Welcome dreadnight. I love your dwarf gravedigger.


----------



## lady_bee (Jul 2, 2006)

Welcome Dreadnight. You have some awesome props! Did you make that reaper tombstone yourself? I would vote for that in a contest  So nice.


----------



## Death's Door (Mar 22, 2006)

Welcome Dreadnight. Like your website. Nice props. I really like your tombstones.


----------



## Haunted Neurons (Jun 23, 2006)

Hellow and welcome aboard


----------



## faerydreams (Jun 28, 2006)

Welcome to the fun.


----------



## Zombie-F (Apr 12, 2004)

Welcome aboard Dread!


----------



## TipoDeemin (Oct 8, 2005)

Welcome!


----------



## slightlymad (May 25, 2006)

Welcome to the madnness


----------



## roadkill (May 11, 2006)

Dreadnight said:


> Hi all. Got a couple of e mails from your very kind members, extending an invite to join, and I'm real glad to be here. Just reading a few posts, I can see it's a very active group and I hope I can contribute! Spent a couple of years on Halloween-L several years back, then migrated over to Creep Crafters, where I still am at.
> Just updated my website to bring it up to 2005, so if you get a few minutes, have a look, at the URLs below. Excited to be here!
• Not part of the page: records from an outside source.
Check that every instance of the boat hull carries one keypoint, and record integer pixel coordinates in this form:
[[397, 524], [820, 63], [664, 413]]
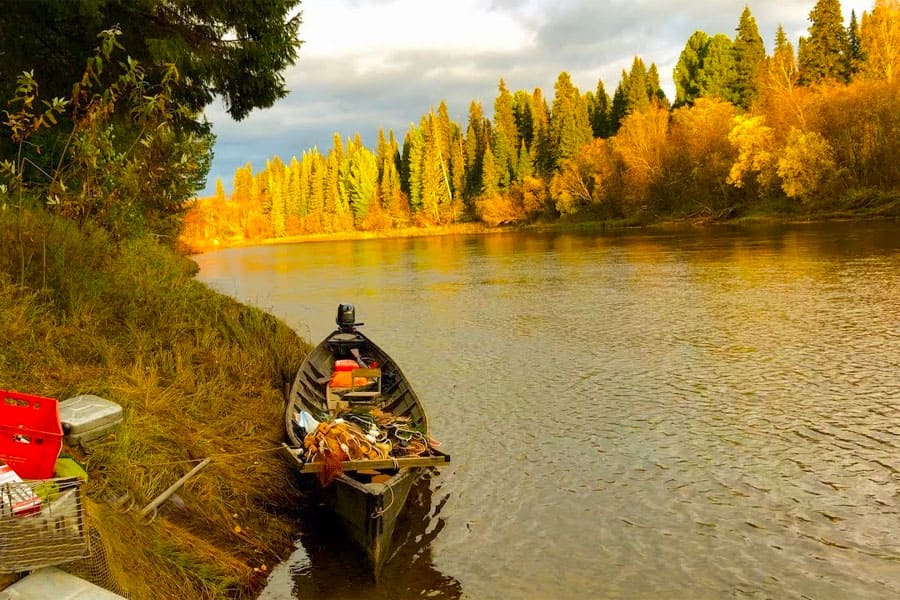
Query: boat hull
[[368, 510]]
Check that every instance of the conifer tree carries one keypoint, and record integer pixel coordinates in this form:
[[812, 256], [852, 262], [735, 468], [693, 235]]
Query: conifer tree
[[619, 107], [220, 190], [541, 147], [854, 45], [318, 173], [823, 55], [488, 174], [458, 168], [477, 133], [416, 144], [505, 134], [598, 111], [277, 195], [654, 90], [522, 108], [305, 183], [435, 185], [718, 75], [749, 54], [689, 68], [570, 127], [361, 181], [880, 40], [241, 186], [637, 91], [524, 166], [292, 191]]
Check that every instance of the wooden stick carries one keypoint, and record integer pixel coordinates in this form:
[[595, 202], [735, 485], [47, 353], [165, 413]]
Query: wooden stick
[[157, 502]]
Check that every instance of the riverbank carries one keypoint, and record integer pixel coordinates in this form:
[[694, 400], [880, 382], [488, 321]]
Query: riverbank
[[198, 376], [863, 207]]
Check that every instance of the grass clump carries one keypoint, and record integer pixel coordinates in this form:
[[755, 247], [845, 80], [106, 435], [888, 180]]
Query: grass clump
[[198, 375]]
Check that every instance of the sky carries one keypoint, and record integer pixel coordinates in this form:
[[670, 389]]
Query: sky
[[370, 64]]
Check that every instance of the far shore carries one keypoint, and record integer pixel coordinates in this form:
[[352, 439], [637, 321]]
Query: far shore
[[562, 226]]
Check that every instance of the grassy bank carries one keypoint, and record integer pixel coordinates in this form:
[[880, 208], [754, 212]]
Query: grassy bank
[[198, 375], [860, 205]]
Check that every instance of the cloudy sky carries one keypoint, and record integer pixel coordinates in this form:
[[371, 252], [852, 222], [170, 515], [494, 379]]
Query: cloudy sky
[[370, 64]]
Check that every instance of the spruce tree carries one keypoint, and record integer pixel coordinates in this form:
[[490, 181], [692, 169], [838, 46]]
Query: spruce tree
[[523, 110], [717, 78], [598, 111], [541, 146], [654, 89], [823, 55], [505, 135], [619, 108], [689, 67], [749, 54], [569, 122], [854, 45]]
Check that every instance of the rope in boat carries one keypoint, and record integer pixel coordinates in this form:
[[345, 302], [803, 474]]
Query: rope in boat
[[379, 512]]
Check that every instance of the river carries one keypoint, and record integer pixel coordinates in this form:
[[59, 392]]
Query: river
[[688, 413]]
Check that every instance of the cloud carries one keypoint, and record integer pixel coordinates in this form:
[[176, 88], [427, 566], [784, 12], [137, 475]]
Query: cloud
[[367, 65]]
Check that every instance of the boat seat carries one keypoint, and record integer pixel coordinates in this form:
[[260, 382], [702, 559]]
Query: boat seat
[[363, 394], [365, 388]]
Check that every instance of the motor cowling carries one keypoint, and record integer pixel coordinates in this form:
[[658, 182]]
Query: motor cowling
[[346, 318]]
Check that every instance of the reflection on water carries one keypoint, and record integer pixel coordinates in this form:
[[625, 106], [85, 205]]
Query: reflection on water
[[324, 566], [707, 413]]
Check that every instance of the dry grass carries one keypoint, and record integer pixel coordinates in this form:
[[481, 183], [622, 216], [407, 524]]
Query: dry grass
[[198, 375]]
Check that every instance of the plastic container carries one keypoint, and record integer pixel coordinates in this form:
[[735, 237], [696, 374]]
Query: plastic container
[[87, 417], [30, 434]]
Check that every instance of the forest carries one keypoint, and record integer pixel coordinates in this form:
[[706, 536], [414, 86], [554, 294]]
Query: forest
[[797, 132]]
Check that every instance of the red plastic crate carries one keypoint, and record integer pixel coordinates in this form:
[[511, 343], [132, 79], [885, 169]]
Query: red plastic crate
[[30, 434]]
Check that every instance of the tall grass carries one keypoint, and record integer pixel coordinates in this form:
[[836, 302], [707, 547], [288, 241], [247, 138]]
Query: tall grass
[[198, 375]]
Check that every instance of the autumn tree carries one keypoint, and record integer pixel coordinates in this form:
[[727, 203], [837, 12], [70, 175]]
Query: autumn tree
[[505, 136], [639, 147], [755, 166], [698, 158], [880, 40], [582, 179]]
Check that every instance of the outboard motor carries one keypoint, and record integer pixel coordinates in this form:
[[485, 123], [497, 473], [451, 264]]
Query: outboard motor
[[346, 319]]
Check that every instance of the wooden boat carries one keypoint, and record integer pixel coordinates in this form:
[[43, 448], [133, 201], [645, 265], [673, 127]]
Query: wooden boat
[[369, 493]]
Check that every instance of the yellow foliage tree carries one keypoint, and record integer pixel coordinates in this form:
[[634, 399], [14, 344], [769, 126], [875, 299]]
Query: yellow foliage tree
[[698, 157], [805, 165], [639, 147], [582, 178], [756, 162], [880, 40]]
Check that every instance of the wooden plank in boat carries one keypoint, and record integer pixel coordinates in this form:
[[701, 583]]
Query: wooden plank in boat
[[439, 459]]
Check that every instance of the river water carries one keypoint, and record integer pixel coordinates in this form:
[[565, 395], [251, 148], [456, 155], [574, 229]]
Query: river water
[[695, 413]]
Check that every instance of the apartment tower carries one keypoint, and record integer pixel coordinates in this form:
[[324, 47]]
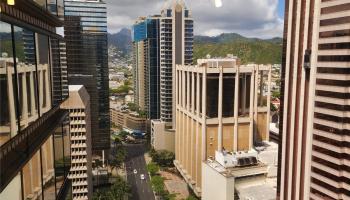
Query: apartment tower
[[87, 60], [222, 112], [314, 159], [34, 138], [78, 105], [146, 45]]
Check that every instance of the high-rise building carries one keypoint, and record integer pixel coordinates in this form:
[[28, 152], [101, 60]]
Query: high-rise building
[[176, 48], [222, 113], [34, 138], [87, 60], [314, 130], [80, 173], [147, 65], [161, 42]]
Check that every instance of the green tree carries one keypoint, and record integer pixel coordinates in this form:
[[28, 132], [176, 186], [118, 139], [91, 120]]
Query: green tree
[[191, 197], [163, 158], [152, 168], [158, 185], [119, 189], [123, 134], [119, 158]]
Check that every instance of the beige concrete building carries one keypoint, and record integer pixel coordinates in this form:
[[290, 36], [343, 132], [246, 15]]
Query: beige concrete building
[[222, 111], [315, 125], [80, 173], [129, 120], [162, 138]]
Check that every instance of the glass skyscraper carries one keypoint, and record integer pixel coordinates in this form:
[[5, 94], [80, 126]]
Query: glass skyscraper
[[34, 138], [147, 65], [86, 40]]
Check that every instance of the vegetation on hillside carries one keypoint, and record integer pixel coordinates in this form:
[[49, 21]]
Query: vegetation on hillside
[[249, 50]]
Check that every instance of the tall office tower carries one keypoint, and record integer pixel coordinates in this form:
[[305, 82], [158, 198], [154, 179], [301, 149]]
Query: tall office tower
[[34, 140], [315, 127], [222, 112], [147, 65], [86, 44], [176, 48], [80, 173], [161, 42]]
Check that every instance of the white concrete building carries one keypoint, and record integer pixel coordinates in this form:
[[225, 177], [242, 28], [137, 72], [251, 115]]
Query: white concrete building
[[80, 173]]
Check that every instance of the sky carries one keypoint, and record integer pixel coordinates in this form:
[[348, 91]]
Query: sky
[[250, 18]]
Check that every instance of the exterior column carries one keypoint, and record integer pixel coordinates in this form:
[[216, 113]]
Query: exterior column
[[235, 132], [25, 99], [268, 104], [32, 93], [192, 93], [198, 159], [48, 88], [11, 99], [41, 90], [244, 95], [204, 114], [251, 110], [256, 100], [220, 109]]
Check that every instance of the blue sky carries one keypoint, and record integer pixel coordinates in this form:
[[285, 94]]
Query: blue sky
[[281, 8], [250, 18]]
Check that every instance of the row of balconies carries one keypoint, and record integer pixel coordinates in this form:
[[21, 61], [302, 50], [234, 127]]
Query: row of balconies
[[78, 168], [79, 153], [77, 138], [83, 160]]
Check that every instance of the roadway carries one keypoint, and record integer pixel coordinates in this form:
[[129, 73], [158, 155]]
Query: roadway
[[140, 189]]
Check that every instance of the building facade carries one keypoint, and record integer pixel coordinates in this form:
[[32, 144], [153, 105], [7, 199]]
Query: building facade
[[34, 135], [222, 113], [314, 130], [129, 120], [176, 48], [147, 65], [78, 105], [161, 42], [87, 60]]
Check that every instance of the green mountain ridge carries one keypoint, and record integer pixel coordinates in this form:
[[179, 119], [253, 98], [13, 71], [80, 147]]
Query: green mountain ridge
[[249, 50]]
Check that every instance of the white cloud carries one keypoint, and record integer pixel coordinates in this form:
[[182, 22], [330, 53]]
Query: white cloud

Good to see you again Dread. I thought I might lose all contact with you - glad to see that won't happen. Welcome to the forum - have a good time.


----------



## Hella (Feb 6, 2006)

Welcome Dreadnight, I am sure you will see lots of familiar faces here.


----------



## PrettyGhoul (Oct 7, 2005)

*Dreadnight hello and welcome to HauntForum. I just love Dreadnight Bay! *


----------